Рост едва ли не по экспоненте! Итоговая цифра подбивается на уровне 30 млрд рублей за все годы войны.
Что рядом с этим 20 миллиардов капиталовложения во всю энергетику страны в 1976–1980 годах? Что – капитальные вложения в одну АЭС электрической мощностью 1000 МВт в размере 400–500 млн долларов? Пусть 600, даже 700 с учётом капвложений в предприятия топливного цикла, обеспечивающие функционирование такой АЭС?
Не преувеличу, если скажу: те вливания в атомную энергетику спасли Россию в 1990‐х годах. Спасли от полного разграбления, деградации и развала.
Всё на самом деле просто: просто всё было очень сложно. Атомную энергетику, атомную промышленность за ночь не остановишь. Не произведёшь шоковой терапии, приняв решение за одну ночь отпустить цены. Или продать АЭС за ваучеры. Эта сфера слишком сложна для простых экономических решений; она не может не продолжать функционировать.
И вот эта необходимость для «младореформаторов» поддерживать функционирование сложнейшего организма атомной индустрии затормозила, а на себе самой так и остановила весёлую и с гиканьем распродажу российской промышленности.

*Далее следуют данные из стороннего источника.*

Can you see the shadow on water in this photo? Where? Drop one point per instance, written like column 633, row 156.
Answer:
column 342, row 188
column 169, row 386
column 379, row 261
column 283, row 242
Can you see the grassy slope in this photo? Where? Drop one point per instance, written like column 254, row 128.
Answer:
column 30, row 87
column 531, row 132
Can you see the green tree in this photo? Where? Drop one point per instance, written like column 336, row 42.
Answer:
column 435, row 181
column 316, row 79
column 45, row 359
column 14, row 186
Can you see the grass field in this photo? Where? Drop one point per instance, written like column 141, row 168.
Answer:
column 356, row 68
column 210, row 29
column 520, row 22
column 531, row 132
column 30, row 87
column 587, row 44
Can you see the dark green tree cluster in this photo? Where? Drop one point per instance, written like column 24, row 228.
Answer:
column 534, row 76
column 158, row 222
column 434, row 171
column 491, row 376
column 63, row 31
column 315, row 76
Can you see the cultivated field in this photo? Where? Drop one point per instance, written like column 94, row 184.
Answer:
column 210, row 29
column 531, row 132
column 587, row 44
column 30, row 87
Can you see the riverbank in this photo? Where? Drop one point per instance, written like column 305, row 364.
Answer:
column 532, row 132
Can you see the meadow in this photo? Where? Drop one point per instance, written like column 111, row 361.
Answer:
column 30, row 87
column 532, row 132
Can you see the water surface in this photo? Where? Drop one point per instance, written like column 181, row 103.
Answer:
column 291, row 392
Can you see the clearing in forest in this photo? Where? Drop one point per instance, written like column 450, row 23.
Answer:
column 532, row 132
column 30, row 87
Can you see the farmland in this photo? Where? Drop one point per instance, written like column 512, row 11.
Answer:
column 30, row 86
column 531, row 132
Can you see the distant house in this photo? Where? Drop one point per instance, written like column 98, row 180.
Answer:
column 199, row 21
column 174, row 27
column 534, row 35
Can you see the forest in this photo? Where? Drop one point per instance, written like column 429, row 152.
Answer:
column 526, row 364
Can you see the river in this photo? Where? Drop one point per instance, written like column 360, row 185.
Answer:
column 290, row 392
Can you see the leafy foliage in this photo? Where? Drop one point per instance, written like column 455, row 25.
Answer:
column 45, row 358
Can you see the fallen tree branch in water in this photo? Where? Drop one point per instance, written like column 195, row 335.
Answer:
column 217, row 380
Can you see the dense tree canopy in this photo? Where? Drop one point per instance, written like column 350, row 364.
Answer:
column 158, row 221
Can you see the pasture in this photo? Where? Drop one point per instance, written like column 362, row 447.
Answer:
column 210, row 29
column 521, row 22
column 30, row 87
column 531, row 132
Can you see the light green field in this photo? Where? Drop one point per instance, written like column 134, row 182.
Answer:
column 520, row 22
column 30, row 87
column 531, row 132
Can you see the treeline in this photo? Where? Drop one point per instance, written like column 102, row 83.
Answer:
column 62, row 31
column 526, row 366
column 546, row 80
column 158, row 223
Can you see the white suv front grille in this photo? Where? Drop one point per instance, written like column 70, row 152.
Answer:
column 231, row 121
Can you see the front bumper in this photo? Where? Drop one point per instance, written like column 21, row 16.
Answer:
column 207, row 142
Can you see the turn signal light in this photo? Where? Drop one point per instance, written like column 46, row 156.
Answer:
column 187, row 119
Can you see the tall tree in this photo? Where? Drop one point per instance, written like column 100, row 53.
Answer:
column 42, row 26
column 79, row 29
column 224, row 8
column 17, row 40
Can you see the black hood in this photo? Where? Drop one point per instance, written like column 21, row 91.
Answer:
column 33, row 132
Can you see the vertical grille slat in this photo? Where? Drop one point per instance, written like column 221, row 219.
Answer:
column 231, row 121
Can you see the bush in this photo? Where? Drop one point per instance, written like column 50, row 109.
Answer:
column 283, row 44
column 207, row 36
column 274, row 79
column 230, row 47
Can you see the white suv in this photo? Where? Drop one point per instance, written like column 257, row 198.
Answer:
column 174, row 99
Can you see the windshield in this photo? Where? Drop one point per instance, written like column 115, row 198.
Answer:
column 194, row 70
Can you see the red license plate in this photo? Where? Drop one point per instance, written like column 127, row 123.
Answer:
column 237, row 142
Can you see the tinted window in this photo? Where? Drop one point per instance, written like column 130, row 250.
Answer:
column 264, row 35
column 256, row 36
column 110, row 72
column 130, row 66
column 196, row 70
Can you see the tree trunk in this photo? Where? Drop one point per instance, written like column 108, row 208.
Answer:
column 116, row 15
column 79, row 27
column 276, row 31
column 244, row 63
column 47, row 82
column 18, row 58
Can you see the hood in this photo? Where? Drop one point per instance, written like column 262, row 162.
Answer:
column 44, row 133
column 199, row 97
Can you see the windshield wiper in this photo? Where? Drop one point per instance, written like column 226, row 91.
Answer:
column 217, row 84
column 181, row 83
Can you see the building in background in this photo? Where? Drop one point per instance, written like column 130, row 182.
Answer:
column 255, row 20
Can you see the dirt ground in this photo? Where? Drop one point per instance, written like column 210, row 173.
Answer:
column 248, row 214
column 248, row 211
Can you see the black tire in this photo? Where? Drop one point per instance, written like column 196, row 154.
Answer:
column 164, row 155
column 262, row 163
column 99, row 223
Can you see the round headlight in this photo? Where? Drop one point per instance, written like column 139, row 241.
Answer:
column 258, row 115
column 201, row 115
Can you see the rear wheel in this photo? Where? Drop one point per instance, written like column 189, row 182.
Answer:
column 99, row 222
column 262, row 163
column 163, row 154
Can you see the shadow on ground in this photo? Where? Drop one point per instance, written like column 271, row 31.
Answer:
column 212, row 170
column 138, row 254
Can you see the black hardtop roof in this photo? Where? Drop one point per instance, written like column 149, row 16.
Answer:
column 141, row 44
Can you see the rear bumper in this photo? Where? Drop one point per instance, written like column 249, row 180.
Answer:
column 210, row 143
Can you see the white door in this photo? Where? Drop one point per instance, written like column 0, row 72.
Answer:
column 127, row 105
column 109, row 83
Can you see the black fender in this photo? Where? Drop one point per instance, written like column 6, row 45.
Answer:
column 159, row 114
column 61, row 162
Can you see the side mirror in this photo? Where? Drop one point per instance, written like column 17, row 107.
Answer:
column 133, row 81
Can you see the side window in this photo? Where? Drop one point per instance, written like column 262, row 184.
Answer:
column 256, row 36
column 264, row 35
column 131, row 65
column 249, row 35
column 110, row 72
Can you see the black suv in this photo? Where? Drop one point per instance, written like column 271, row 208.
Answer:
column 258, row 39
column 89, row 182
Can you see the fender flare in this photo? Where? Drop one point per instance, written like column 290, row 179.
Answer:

Если передача атомных станций из-под «авторитарного» Средмаша в «демократическое» Минэнерго привела в конечном итоге к Чернобыльской катастрофе, то чего можно было бы ожидать от приватизации всей атомной отрасли?
А коль скоро рыночек тут ничего не порешал, то осталось функциональное, а с ним и государственное управление отраслью. Конечно, министры в ней могли быть людьми самыми разными, и кого-то из них, слишком близко общавшегося с США, журналисты могли глумливо спрашивать: «Имярек, вы шпион?» Но в целом система стояла и требовала постоянных усилий, чтобы продолжать стоять. И альтернативы этим усилиям просто не было: станция либо управляется, либо взрывается.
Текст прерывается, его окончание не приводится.